Top 5 Asterix books
I’m eagerly awaiting the release of Asterix & The Picts, the 35th Asterix book and the first book to be written by someone other than René Goscinny or Albert Uderzo. It is written by Jean-Yves Ferri and illustrated by Didier Conrad. Asterix was a huge part of my childhood, my parents would ply me with a new Asterix book for swimming extra lengths. I even went dressed as Asterix to a fancy dress day at Primary School. Dedication.
Here’s my top 5 books:
Asterix In Britain
I may be biased, but let’s remember Asterix doesn’t really venture much further north than Londinium, so it’s really Asterix In t’South. But the plot is pretty solid, and an example where the magic potion will be of no use to simply smash the Romans as they try and protect their barrel. It getting mixed up with wines, the Romans getting drunk and mix-ups, misadventures and, rugby games and mischief means the plot doesn’t just rely on British stereotypes and caricatures (my problem with Corsica for instance). The film is excellent, with a great intro with the might of the Imperial Roman army being completely undermined by a pesky seagull.
Asterix and the Normans
This is one where factual history gets a little…elongated. The Normans want to discover the meaning of fear, and so travel to Gaul to learn it’s art. A very odd set-up, it pits Asterix against a tough enemy who aren’t the Romans or working alongside the Romans, something we only really see in terms of a whole plotline in Asterix and the Goths. I quite liked pirates as a kid (still do obviously) and whilst the actual recurring pirates are pretty ineffective, I like the danger and fear of these massive dangerous Viking-eseque Normans.
Asterix and Son
A fairly unique story with the introduction of a key player. Up until now, Brutus has only makes the odd appearance, making a briefly as a running gag in Gladiator, Roman Agent & Soothsayer. But in Son, Brutus comes into his own as a ruthless and tyrannical enemy. He bellows at the reader “BUT I’LL HAVE THAT BABY EVEN IF I HAVE TO PUT ALL GAUL TO FIRE AND SWORD!” The final epic battle involves the village being mercilessly burned to ash. The art is very special, to the orange glow backdrop Brutus stands against the women of the village, normally reduced to background characters, who here make a stand against him. Brutus trumps Ceaser as a villain, leaving us with the final banquet aboard Cleopatra’s “sumptuous” galley.
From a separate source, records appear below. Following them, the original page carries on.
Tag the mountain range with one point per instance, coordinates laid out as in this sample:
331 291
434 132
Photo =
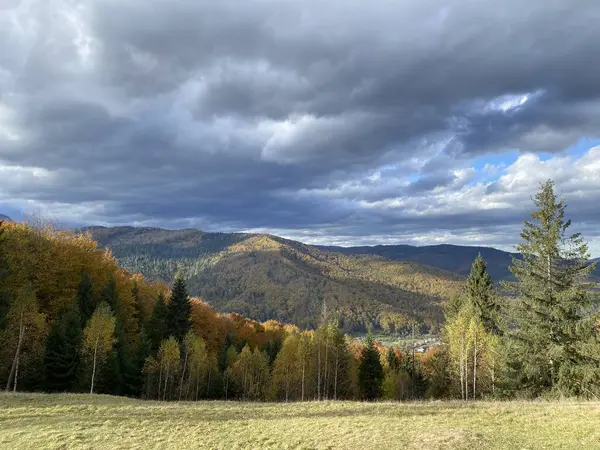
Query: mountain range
267 277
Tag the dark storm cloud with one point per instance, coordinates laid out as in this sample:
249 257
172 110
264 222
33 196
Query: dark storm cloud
351 117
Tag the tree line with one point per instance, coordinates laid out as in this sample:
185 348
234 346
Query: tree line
71 320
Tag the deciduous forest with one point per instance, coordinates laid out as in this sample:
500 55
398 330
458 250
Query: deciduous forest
72 320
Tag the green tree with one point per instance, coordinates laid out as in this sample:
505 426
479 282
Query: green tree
179 310
85 297
4 272
98 337
110 295
370 372
479 289
157 328
63 349
169 361
286 377
552 315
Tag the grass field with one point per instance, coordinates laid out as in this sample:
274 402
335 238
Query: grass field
39 421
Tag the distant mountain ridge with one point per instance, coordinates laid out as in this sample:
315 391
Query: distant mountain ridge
268 277
453 258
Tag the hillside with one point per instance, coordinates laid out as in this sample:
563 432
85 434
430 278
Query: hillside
266 277
453 258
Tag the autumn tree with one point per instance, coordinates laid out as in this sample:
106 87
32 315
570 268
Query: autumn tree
98 337
251 373
63 350
179 310
23 336
552 314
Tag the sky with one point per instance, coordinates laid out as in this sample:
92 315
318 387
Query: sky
344 122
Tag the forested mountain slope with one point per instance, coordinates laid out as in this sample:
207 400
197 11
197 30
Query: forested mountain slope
266 277
454 258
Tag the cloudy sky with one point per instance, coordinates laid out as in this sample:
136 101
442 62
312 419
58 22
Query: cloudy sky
341 122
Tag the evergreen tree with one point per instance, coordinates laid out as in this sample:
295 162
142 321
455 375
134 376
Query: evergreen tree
4 295
85 297
157 328
130 381
479 289
552 315
370 372
393 360
179 311
110 295
62 355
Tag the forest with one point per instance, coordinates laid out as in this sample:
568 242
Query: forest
72 320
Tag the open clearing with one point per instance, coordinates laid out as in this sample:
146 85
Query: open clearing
82 421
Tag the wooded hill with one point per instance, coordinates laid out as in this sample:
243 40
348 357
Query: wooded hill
266 277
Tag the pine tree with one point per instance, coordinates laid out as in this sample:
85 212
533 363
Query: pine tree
86 298
130 382
479 290
552 314
62 355
370 372
4 295
157 328
179 311
110 295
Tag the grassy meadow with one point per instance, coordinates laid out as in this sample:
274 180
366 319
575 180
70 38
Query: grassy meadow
74 421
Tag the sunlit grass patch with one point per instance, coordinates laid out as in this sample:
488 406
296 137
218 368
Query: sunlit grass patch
82 421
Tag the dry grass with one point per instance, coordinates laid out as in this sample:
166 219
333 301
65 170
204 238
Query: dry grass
40 421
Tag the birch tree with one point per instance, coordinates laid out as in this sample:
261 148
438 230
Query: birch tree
98 337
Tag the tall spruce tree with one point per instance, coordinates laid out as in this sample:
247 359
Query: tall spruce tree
63 349
86 298
4 295
157 328
552 314
179 311
370 372
479 289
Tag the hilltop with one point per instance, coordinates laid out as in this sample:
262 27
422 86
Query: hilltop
267 277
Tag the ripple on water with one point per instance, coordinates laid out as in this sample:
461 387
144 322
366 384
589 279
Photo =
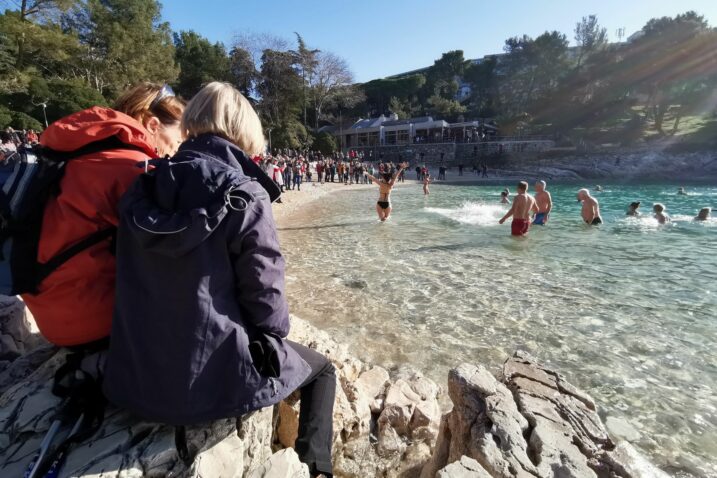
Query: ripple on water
624 310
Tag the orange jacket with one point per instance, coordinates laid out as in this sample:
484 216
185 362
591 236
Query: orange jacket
75 303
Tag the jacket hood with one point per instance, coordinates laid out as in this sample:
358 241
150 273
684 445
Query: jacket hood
95 124
174 208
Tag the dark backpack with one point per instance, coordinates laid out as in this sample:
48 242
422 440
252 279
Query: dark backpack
36 178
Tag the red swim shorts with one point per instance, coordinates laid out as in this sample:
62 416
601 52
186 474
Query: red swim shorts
519 227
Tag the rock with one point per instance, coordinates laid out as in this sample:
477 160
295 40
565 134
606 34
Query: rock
464 468
282 464
18 332
125 446
372 383
531 423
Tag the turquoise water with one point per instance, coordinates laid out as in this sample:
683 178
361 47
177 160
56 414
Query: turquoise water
625 310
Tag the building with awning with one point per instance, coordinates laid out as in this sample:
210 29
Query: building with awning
391 131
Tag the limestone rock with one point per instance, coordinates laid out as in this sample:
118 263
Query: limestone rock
464 468
531 423
125 446
372 383
282 464
18 332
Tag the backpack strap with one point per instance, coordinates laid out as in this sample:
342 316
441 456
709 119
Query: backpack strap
44 270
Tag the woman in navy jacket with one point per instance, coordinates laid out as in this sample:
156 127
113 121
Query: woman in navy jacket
201 315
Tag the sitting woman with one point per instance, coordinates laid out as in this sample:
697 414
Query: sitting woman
75 303
201 317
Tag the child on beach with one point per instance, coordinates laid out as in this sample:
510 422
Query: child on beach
523 205
660 214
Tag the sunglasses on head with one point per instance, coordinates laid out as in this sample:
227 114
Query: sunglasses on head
165 92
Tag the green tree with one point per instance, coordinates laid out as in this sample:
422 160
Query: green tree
589 37
200 62
307 62
243 71
124 42
280 88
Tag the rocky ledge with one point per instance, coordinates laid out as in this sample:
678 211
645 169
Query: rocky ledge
526 422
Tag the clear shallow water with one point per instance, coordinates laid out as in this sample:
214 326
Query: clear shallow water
627 310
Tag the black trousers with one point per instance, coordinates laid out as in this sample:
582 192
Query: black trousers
316 412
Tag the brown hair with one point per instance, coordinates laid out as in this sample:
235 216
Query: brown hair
137 103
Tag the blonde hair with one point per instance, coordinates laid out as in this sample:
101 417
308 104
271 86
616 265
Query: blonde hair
137 102
219 108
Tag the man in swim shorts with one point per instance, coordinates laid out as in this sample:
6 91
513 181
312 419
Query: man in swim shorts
544 202
591 209
523 205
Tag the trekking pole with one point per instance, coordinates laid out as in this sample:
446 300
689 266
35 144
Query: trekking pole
44 448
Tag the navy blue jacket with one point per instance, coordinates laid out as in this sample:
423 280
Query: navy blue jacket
199 276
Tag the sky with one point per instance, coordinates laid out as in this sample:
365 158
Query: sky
379 38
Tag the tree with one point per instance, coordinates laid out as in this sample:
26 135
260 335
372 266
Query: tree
673 62
280 87
124 42
307 61
243 71
200 62
332 83
590 37
483 80
533 69
441 78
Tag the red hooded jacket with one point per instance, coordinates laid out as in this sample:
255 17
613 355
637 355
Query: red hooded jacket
75 303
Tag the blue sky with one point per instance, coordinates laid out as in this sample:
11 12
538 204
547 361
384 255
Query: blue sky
381 38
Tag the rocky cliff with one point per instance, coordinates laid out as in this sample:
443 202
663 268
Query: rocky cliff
525 422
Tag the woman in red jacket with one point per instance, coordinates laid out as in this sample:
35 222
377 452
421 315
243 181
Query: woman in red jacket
75 303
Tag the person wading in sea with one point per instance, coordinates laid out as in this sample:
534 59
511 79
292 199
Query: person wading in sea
545 204
523 205
385 185
591 209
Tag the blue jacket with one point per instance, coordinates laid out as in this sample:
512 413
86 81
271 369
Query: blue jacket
199 276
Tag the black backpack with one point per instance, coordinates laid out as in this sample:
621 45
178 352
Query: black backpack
36 178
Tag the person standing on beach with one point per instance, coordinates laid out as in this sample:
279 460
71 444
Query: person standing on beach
523 205
385 185
545 203
591 208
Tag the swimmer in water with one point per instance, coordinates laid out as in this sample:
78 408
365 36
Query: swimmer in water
632 209
660 214
523 205
544 202
426 181
704 214
591 208
385 185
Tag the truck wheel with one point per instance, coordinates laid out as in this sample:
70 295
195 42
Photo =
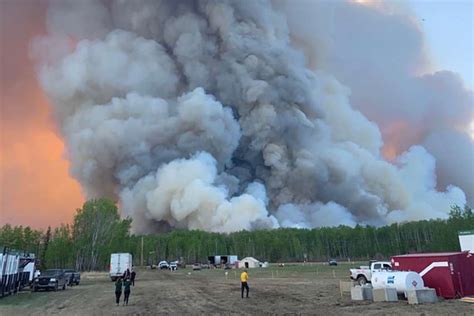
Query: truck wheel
361 280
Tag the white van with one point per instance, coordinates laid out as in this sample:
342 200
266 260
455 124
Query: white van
119 263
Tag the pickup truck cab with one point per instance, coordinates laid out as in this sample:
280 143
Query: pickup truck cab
51 279
363 274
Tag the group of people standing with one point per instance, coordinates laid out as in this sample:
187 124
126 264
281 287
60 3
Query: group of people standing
128 279
125 281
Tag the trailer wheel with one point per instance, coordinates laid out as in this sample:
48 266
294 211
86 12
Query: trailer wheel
361 280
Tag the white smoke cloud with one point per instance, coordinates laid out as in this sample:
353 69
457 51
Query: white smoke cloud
202 115
379 52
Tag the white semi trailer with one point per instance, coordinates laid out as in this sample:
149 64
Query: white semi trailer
9 273
119 263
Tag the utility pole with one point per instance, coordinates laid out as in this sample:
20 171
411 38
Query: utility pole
141 257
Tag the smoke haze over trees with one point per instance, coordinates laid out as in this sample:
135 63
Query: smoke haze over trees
78 246
231 115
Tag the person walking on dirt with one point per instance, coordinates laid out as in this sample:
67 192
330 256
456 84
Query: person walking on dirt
126 292
132 276
118 290
243 283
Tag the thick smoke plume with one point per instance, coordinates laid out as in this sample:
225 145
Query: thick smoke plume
204 115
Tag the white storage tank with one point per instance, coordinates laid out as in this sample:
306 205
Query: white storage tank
402 281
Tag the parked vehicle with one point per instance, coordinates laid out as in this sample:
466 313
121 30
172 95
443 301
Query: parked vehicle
74 277
163 265
9 272
363 274
119 263
51 279
173 266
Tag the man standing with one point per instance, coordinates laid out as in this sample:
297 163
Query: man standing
118 290
126 291
243 283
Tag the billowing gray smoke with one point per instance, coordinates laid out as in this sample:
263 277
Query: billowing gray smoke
201 115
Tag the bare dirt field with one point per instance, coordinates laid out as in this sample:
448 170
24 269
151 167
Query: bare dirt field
309 289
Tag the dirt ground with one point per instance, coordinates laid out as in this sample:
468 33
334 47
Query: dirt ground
309 289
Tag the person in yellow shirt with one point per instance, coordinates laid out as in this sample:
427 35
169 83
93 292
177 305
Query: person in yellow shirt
243 283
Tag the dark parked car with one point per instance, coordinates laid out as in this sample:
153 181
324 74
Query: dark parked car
72 276
51 279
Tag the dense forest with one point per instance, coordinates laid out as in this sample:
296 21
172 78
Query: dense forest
97 231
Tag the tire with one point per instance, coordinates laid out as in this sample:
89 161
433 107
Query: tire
361 280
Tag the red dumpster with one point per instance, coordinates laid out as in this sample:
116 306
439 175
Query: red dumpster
450 273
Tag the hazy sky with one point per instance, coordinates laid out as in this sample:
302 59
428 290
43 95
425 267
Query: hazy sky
448 26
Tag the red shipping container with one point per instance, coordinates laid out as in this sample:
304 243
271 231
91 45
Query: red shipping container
450 273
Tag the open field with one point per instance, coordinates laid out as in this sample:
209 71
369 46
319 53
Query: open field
293 289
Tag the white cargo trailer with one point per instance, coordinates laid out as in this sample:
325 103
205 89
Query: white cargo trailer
119 263
9 273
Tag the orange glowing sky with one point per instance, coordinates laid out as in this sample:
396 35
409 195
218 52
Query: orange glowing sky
35 187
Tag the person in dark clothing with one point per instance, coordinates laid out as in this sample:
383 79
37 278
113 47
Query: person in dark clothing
126 292
243 283
118 290
132 277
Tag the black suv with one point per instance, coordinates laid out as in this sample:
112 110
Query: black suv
51 279
72 276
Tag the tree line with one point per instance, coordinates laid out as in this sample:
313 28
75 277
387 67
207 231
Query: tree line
98 230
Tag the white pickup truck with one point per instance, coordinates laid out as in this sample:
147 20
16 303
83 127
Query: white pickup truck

Asterix and Obelix All At Sea
A late additional to the series, I remember this coming out in 1996 and being really excited by the prospect of a new book after completing my collection. I quite liked the naval tones, introducing the Roman navy who haven’t had a key role before. It’s an attempt at playing with the running gag of Obelix not being allowed to drink the magic potion, adding a vaguely serious tone that Obelix could be stuck as stone forever, even dead. Indeed it remains the only Asterix book where a character could be dead, as in theory Admiral Crustacius is trapped as stone forever with Getafix to help out, though Ceaser’s final line hints this might not be the case. Overall I like it for an attempt at making a likable German character, as the Goths tend to get a bad rep through the series.
Asterix and the Laurel Wreath
I wrote a piece a couple of years ago for York Theatre Royal’s Young Actor’s Company. It was about the Romans in York and Britain, and was meant to be a little silly and daft, Monty Python/Horrible Histories style. Naturally I returned to Asterix comics! Asterix visits Rome in Gladiator, but I love this version because of the more adult tone, with drunkenness & slavery. Asterix & Obelix are forced to rely on their wit, meet all manner of Rome’s upper-class and bandits with some fantastic locations, such as the moss-covered cell, the court, the slave market and the sewers beneath the streets.